Some interesting people have come into our studios over the years, some of which you might recognize:

  • From the stage, cinema and TV: Richard Thomas, Tara Summers
  • From the music world: David Gans, Beau Haddock
  • From the broadcasting world: Marv Albert, Tom Hammond, Charlsie Cantey, Tom Leach
  • From the political arena: Mike Huckabee, Steve Beshear, Alison Lundergan Grimes, Jim Gray
  • From the literary and arts world: Nikki Finny, Ada Limon, Helen Oyeyemi, Charles Edward Pogue
  • From the sports world: John Calipari, Matthew Mitchell, Dermonti Dawson, Chad Pennington
  • From the comedy world: Adele Givens, Godfrey, Greg Warren, Jesse Joyce

Some other thrilling moments are:

  • Going to post-Katrina New Orleans and working with kids benefitting from the NCAA's efforts to rebuild neighborhood ball fields.
  • Following singer Jimmy Rose around Pineville, KY for America's Got Talent as he is celebrated by the town for his achievements.
  • Working with ESPN filming the young phenom singer Marlana Van Hoose at her home and at an NCAA Basketball Tournament game as she belted out the national anthem.
  • Producing an NPR-style radio feature on blown glass artist Stephen Rolfe Powell, including sounds of the entire process of making a very large multi-colored sculpture utilizing several people on scaffolding.
  • Running live sound at the UK Football home games, pumping 50,000 watts out to screaming fans.

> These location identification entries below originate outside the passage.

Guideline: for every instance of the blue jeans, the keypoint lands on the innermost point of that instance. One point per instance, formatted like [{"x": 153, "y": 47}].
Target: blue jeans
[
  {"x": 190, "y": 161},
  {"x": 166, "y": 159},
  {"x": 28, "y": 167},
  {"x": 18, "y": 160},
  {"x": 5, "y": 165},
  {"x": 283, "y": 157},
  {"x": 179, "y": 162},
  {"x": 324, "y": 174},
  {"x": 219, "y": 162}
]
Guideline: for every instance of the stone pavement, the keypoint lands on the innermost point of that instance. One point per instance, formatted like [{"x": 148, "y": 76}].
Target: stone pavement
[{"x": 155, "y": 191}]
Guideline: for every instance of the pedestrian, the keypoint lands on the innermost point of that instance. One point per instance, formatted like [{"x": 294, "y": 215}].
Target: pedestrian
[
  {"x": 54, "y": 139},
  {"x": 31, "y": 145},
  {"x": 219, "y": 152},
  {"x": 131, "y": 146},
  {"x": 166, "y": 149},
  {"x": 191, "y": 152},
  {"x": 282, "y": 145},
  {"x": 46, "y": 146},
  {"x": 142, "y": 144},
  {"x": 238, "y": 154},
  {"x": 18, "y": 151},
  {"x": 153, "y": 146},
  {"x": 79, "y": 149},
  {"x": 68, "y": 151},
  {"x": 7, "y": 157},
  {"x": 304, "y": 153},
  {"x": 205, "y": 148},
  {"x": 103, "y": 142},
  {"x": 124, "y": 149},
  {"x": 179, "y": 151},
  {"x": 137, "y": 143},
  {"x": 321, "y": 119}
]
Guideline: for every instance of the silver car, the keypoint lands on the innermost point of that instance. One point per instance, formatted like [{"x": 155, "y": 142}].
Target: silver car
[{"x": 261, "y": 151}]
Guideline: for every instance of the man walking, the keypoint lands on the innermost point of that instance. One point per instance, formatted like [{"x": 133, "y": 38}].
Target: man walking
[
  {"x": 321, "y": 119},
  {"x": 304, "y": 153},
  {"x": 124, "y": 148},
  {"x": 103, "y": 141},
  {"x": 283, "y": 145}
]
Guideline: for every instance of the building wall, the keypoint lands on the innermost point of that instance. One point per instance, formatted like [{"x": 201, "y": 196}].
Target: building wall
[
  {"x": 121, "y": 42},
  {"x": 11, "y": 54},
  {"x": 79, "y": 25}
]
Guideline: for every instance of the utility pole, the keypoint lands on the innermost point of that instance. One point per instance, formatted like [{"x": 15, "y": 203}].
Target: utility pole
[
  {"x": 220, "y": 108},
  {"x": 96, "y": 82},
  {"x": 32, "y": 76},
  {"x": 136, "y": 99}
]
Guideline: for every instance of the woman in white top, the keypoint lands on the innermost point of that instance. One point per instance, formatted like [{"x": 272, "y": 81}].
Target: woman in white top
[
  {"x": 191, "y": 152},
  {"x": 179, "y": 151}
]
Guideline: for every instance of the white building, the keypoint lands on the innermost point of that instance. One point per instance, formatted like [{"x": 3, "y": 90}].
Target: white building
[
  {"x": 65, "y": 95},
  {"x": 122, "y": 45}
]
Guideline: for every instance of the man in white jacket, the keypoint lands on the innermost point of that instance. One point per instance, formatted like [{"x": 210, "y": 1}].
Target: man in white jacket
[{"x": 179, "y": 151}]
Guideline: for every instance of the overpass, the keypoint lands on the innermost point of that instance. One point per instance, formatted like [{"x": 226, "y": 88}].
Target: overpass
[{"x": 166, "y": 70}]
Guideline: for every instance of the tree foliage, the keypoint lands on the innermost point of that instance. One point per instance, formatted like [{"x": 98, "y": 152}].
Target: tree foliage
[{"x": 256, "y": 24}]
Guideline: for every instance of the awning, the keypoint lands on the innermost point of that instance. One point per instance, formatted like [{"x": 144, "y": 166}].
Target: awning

When I first started that job, I remember getting the go ahead to crank it up to 11 and play AC/DC's "Back in Black."

It's been a fun 15 years. I've officially got 33 under my belt as a professional. But in truth, I've been doing this since I first got my hands on a cassette recorder as a kid. A lot of my friends were radio jocks or musicians, so I've spent most of my life in studios and radio stations having fun. I'm looking forward to another fun 15 years - only without any ice.